この例では、ドラッグコピーの後、フルートパートが3オクターブ下に移高されます。
クリップボードを使って楽譜のコピー(またはカット)&置き換えができます。置き換えを実行すると、コピー先の記譜内容は上書きされます。クリップボードを使ったコピー&置き換えは、画面に表示されていない範囲や別のファイルにコピーするときによく使われる方法です(別のファイルにコピーするにはを参照)。
クリップボードを使ってコピーする手順は次のとおりです。
- 〔選択〕ツール で小節範囲を選択(ハイライト表示)します。また、範囲選択のできる他のツールを使ってもかまいません。詳しくは楽譜の選択をご参照ください。
- Ctrl+Cキーを押してコピーするか、Ctrl+Xキーを押してカットします。選択範囲がクリップボードに保管されます。カットした場合は選択範囲が画面から消えます。この段階で、コピーした範囲を任意の場所(他のファイルも可能)にペーストすることができます。他のファイルにペーストしたい場合は、〔ファイル〕メニューの〔開く〕コマンドを使用して、対象となるファイルを開きます。ただし、選択範囲をワープロやグラフィックソフトなどの他のプログラムに直接ペーストすることはできません。
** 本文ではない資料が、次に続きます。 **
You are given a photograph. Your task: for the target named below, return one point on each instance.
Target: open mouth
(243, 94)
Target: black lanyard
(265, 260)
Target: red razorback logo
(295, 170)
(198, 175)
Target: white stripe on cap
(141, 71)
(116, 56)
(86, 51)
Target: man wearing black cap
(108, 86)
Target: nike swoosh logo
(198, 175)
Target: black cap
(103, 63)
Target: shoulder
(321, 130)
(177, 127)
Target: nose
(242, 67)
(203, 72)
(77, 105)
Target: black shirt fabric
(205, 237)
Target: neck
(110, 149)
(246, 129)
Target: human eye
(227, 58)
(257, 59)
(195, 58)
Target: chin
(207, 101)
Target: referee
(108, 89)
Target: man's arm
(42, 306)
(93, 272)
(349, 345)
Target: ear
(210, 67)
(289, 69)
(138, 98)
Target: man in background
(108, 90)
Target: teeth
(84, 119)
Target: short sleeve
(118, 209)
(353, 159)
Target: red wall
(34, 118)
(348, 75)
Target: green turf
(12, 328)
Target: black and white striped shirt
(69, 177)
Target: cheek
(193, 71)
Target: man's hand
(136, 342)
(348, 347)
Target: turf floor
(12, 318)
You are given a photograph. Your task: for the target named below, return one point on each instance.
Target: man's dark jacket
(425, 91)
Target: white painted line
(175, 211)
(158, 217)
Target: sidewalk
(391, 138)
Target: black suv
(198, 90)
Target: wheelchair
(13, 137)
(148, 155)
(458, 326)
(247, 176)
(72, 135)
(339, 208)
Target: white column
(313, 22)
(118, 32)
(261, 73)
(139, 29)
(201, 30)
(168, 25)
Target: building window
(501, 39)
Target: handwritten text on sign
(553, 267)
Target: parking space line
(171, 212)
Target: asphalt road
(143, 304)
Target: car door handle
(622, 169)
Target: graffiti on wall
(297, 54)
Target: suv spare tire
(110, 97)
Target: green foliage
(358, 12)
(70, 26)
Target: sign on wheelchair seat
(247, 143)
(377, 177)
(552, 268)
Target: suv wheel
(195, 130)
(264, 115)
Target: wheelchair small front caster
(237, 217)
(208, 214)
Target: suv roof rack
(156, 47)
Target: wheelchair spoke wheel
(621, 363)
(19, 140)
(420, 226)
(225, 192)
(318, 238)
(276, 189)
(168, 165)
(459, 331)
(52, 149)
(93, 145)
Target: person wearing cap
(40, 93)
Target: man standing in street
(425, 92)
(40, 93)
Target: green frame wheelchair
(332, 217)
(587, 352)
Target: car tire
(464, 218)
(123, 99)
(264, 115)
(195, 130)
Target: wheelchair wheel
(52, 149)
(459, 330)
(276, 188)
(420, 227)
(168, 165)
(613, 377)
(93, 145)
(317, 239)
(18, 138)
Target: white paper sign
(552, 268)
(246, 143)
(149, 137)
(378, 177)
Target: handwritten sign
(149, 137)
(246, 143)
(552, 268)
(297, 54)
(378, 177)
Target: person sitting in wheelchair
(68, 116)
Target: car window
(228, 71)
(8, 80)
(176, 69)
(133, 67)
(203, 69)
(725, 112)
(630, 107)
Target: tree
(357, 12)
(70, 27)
楽譜を他のプログラムに出力する方法については、グラフィックツールをご参照ください。
- コピー先の小節全体(または小節の一部分)を選択し、Ctrl+Vキーを押してペーストします。コピー先範囲の左端からコピー元内容がコピーされ、その前にコピー先範囲にあった内容はすべて上書きされます(下の図を参照)。ペーストの場合、コピー先に新しい小節を作るのでなく、前の内容がクリップボードの内容に置き換わります(ただし、コピー元よりコピー先の小節数が少ない場合は、必要に応じてペースト時に小節が追加されます)。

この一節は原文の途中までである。